In Arizona, you’re prosecutable for “driving while impaired” to that “detectable” standard. Just in case you were considering driving across that particular State.

4 Likes

That’s what happened with the Graphic Designer position we were trying to fill. Due to a dearth of qualified applicants (and no, my company doesn’t pay well, so our crop was far from cream), and an absolute necessity to stay on top of production, I improved our process to the point where the position is no longer needed. If we had another person we would spend half of the month twiddling our thumbs.

There’s one possible problem. If something happens to either me, or our other designer, things will go bad fast. I’ve pointed that out to the owner and the operations manager, and nothing much has come of it.

Oh well. Fingers crossed.

3 Likes

This seems like it would be a much more alarming problem if they were running out of unimpaired workers.

The cheap tests don’t always bother; because it’s cheaper that way; but thanks to Team Analytical Chemistry and various fun metabolite half-life facts you can detect a druggy down to impressively low thresholds; and in the case of stuff that gets incorporated into keratin out to a fair period of time.

The harder you do that the less interesting the test is as a proxy for what you should actually be concerned about(especially if a given drug habit is now too cheap and legal to be blackmail material or a likely precursor to wacky embezzling).

This isn’t to say that it’s never a problem; but drug tests(notably unlike, say, the techniques mostly not deployed to catch alcoholics or people with sleep patterns that leave them operating well below capacity during a chunk of working hours; which tend to be crude and mostly behavior based) are easily sensitive enough that they no longer tell you too much of use about how impaired your employees are; rather than what they may have done at some point in the past month.

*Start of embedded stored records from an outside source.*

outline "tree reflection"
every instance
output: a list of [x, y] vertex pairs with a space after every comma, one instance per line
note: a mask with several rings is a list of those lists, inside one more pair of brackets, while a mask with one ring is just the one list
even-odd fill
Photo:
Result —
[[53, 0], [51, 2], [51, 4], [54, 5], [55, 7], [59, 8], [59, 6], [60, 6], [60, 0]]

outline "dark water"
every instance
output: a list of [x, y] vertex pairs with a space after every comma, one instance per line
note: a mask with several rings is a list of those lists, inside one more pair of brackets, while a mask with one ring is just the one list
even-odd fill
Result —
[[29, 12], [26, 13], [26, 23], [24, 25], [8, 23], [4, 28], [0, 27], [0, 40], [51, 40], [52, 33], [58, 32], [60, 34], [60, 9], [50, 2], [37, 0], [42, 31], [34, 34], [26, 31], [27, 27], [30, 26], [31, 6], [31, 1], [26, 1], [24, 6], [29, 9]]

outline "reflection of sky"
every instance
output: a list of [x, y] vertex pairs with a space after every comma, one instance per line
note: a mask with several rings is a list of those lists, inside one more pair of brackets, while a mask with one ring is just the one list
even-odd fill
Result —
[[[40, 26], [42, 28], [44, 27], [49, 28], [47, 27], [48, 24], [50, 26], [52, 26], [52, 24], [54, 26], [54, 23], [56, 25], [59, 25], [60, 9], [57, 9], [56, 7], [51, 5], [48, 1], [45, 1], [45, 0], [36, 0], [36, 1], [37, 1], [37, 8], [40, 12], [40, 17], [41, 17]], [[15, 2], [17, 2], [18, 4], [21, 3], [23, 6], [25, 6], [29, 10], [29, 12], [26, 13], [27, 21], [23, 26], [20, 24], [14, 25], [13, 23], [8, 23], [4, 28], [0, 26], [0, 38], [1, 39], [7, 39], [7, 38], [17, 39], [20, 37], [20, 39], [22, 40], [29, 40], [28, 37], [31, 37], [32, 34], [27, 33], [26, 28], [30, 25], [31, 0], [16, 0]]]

And, as always, there’s the “in the parts of the economy that aren’t labor we tend to note that most shortages can be ameliorated by just paying more…” issue.

1 Like

Well, let’s see. Alcohol is tested to see if you’re below the legal limit at the time of the test; cocaine, opiates, amphetamines are looking for metabolites that last 1-3 days, but THC is tested not for its presence, but for antibodies, which for a regular user can be present for 3 months or more. Now, why is that? Couldn’t be anything racist, could it? Just change the test to a 3 day type like for every other drug and the problem goes away. Just because you can detect what someone decided to do 100 days ago doesn’t meant you should.